Í gegnum listina (through the art), merupakan filosofi hidup masyarakat kota Sagha. Banyak yang tidak tersampaikan lewat kata dan frasa, maka tumpahkan dalam rasa. Seni tidak hanya tentang air dan warna, namun juga sirat akan makna, bukankah begitu?

Nico Olvia, merupakan seorang penulis. Aokiji Kuzan adalah seorang pemusik. Ia merupakan pemimpin orkestra resmi kerajaan. Keduanya merupakan orang tua Nico Robin. Dan orang Sagha menganut sistem matrilineal.

Robin memiliki nama depan, rambut lurus dan wajah indah ibunya, namun ia memiliki warna rambut ayahnya. Ibunya berambut pirang. Hanya itu yang tidak Olvia wariskan kepada Robin.

“Robin! Habiskan roti dan susumu, lalu bersiap. Sebentar lagi kita akan pergi bersama Dada (ayah) ke istana.” Kata Olvia.

“Oh? Dada akan tampil?” Tanya Robin kecil.

“Ya. Kita akan lihat Dada-mu yang hebat!” Olvia tersenyum, mengacak lembut rambut anak gadisnya.

“Baik! Pilihkan pakaian untukku, Ma. Aku ingin cantik di acara Dada.” Kata Robin.

Olvia memakai gaun floral separuh betis berwarna putih gading, dengan topi besar khas musim panas, ditambah dengan tas anyam kasual, membuat Olvia terlihat anggun dalam balutan setelan sederhana. Pun anak gadis tersayangnya, memakai baju yang sewarna dengannya. Robin bak Olvia travel size.

Keadaan kota ini begitu nyaman. Siapa pun yang datang tidak ingin pulang.

Dada! Dada mengagumkan seperti biasanya!” Kata Robin memuji ayahnya.

“Benarkah?” Kuzan mengangkat Robin ke dekapannya, tidak membiarkan anak tunggalnya berjalan kaki.

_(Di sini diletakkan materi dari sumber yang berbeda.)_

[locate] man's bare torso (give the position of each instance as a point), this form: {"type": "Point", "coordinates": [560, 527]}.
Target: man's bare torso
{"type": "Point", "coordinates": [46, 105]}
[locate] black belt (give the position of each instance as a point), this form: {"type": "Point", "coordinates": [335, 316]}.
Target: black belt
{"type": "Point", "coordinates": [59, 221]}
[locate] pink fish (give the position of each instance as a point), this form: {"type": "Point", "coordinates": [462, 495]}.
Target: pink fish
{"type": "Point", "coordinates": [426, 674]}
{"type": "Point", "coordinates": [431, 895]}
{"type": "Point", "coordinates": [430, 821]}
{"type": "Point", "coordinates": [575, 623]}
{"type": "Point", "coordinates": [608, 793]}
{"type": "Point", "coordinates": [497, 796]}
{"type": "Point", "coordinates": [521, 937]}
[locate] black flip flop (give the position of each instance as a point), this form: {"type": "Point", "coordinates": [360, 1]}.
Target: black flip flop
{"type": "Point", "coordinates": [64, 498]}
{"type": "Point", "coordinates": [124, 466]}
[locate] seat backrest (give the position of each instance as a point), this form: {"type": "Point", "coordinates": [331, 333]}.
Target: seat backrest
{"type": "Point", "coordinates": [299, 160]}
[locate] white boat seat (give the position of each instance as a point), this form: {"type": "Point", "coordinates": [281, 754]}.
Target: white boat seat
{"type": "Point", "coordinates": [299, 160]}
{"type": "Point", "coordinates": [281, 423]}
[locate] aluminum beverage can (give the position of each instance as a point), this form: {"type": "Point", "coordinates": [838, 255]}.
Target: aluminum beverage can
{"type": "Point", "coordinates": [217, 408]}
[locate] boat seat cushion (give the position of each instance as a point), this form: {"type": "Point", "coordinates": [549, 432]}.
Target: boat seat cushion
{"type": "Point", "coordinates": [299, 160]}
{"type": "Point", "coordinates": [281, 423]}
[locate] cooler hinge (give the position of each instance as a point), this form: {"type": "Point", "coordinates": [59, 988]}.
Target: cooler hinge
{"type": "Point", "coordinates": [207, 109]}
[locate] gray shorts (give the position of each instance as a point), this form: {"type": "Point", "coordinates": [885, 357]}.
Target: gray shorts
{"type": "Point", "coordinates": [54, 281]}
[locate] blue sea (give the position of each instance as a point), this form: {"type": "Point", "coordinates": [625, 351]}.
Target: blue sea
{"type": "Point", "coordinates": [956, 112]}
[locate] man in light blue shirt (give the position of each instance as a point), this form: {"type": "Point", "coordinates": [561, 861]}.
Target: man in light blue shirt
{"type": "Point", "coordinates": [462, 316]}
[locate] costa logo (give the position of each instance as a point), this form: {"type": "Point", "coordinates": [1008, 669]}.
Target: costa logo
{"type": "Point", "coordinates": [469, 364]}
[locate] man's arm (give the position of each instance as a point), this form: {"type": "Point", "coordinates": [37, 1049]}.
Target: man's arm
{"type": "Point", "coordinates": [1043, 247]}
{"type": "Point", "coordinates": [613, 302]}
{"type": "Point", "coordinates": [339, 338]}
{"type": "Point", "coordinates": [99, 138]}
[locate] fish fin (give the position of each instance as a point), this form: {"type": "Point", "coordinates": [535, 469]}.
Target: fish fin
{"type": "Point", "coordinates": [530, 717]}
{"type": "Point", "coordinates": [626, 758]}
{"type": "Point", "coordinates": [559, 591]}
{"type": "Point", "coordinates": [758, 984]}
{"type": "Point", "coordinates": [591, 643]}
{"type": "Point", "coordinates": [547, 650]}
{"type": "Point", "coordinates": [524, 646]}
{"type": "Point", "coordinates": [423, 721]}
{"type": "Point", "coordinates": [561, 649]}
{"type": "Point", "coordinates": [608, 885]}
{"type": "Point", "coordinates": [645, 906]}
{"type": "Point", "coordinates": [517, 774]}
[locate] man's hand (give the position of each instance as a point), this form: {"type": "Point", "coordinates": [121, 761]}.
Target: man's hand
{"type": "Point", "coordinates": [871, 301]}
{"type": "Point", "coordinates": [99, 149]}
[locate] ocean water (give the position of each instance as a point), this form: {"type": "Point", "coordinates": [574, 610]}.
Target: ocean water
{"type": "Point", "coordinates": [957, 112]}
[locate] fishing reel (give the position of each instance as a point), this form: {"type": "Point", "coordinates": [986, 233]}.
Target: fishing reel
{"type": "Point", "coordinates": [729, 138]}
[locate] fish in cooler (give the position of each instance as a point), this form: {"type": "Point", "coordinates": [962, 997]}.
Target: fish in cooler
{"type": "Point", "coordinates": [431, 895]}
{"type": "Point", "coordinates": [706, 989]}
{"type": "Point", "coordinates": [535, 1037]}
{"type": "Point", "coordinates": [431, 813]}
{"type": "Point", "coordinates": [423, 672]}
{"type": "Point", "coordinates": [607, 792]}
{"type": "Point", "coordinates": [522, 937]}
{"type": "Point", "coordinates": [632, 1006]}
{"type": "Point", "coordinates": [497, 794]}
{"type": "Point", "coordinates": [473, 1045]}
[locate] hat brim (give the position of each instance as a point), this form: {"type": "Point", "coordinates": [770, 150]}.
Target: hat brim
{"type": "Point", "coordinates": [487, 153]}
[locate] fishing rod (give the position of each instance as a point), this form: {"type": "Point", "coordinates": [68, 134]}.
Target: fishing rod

“Ya. Aku melihat semua orang tidak berkutik. Mereka seperti hanyut dalam orkestra yang Dada pimpin.” Kata Robin.

“Kau banyak mengikuti Mama rupanya, ya! Kau suka buku?” Tanya Kuzan.

“Suka. Setiap Mama selesai menulis, aku akan minta dibacakan. Dan Mama menulis dengan indah. Jadi aku percaya ada keindahan dalam setiap kata.” Jawab Robin ceria.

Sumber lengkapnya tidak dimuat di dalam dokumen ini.